Josh Frydenberg tax cuts
Treasurer Josh Frydenberg (Image: AAP/Lukas Coch)

For once, can we do something other than labour market reform?

With Australian growth turned soggy and weak, the economy desperately needs stimulus. For better or worse, the government is likely to try to deliver that stimulus in the shape of microeconomic reform — allowing market forces greater sway in the economy, and reducing government involvement.

The RBA has given the government a hefty shove towards this, or what it calls “structural policies”. In a speech in May, RBA governor Philip Lowe begged the government not to rely on monetary policy alone. He made it very clear what he thought the government should do instead. After mentioning infrastructure spending, he zeroed in on policies that would unleash market forces.

The best option is … structural policies that support firms expanding, investing, innovating and employing people. Structural policies not only help with job creation, but they can also help drive the productivity growth that is the main source of improvement in our living standards.

If the government had not made the surplus an object of religious reverence, we could probably boost the economy through spending — a Keynesian approach. We could build some infrastructure to help keep people in jobs through the bad times.

But Treasurer Josh Frydenberg has said that’s not going to happen. “We remain absolutely committed to the surplus,” he told The Sydney Morning Herald earlier this month.

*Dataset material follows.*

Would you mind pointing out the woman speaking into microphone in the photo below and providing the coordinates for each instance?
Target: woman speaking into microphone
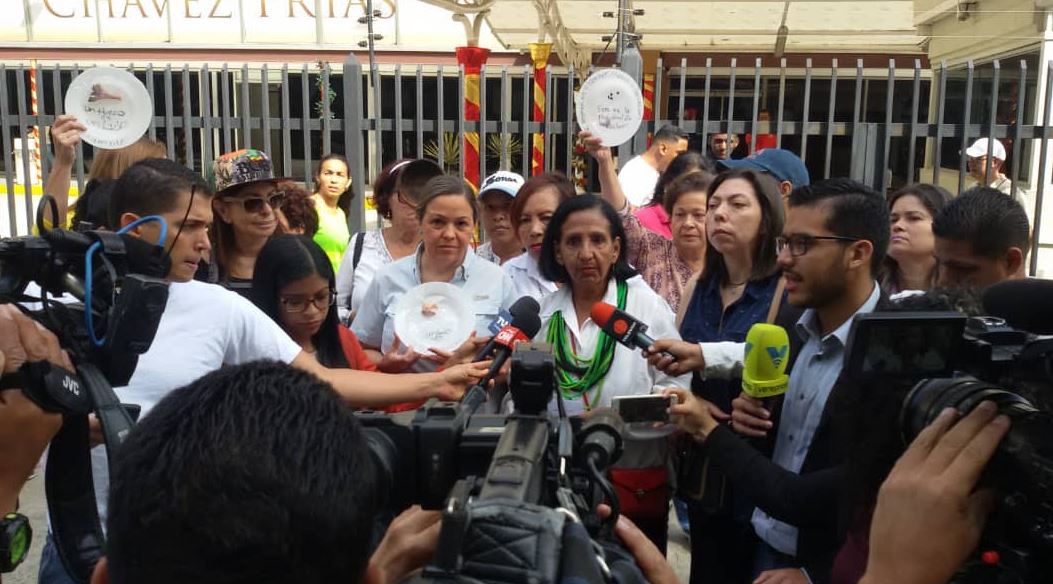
(583, 249)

So the response to Australia’s flagging fortunes, it seems, will be microeconomic reform.

What should we expect?

Microeconomic reform has a very strong history in this country, and it can take credit for much of our current wealth. The history starts with Whitlam reducing tariffs, and hits its high point under Hawke and Keating. The Commonwealth Bank was privatised starting in 1991. Qantas was privatised in 1993, when Keating was prime minister. Centralised bargaining was out in favour of enterprise bargaining. Keating also introduced the National Competition Policy, designed to make sure Australian businesses were exposed to competition that would force them to run efficiently.

The great push in the 1990s of deregulation and privatisation lifted Australia’s economy up out of the pack to become one of the strongest in the world. But microeconomic reform is not without costs. And you need to be very careful about where those costs fall — for both economic and political reasons.

The government will likely be very tempted to go straight to labour market reform. Certain newspaper editors will cheer them on, and they will find no opposition among the business groups and associated think tanks. But trying to do more labour market reform at this time is a huge mistake.

“The supply side of the labour market is turning out to be more flexible than we had earlier expected,” RBA governor Philip Lowe said in May.

Australia’s labour market has actually just gone through a great deal of change. It pretty much deregulated itself, with scant help from government. The gig economy — Uber driving, TaskRabbit-ing, Deliveroo-ing and the rest — has provided a totally atomised and exceedingly flexible labour force. A new study found 7% of Australians had found work through one of these platforms.

This extra flexibility in the labour market is probably why labour market participation is so high. It’s easy to work an hour or two these days on your own terms. But it is also part of why underemployment is so high. A gig-economy job is not a reliable source of income that gives a person stability and certainty.

Australia’s terrible wages growth in recent times — which is mirrored overseas — is likely in part to do with the extra flexibility in the labour market that has come about thanks to these platforms. With underemployment and low wages growth a major source of economic weakness, it seems exceedingly risky to add even further flexibility to the market.

The other options

If the government chooses to not take the ideological path of labour market deregulation, there are many other very good options for microeconomic reform. Cities and transport are huge opportunities. Congestion charges that would introduce a market transaction for the use of scarce road space are an idea with a great deal of potential — keeping away low value road users who are able to time-shift their journeys.

The Productivity Commission has also singled out healthcare as an industry rich in potential for reform, suggesting that if we put patients at the centre of the system, outcomes will be far better. “Better healthcare creates no losers,” they say.

Grattan Institute fellow Brendan Coates has argued that easy reform wins might be found in the superannuation space too. Providing a default fund that charged no fees — rather than the expensive defaults that so many of us now have our savings in — would be a huge efficiency gain that only creates winners.

So if the government is dead-set on microeconomic reform, there’s low-hanging fruit for it to pluck. Labour market deregulation is not one of them. Frydenberg would be well-advised to steer clear.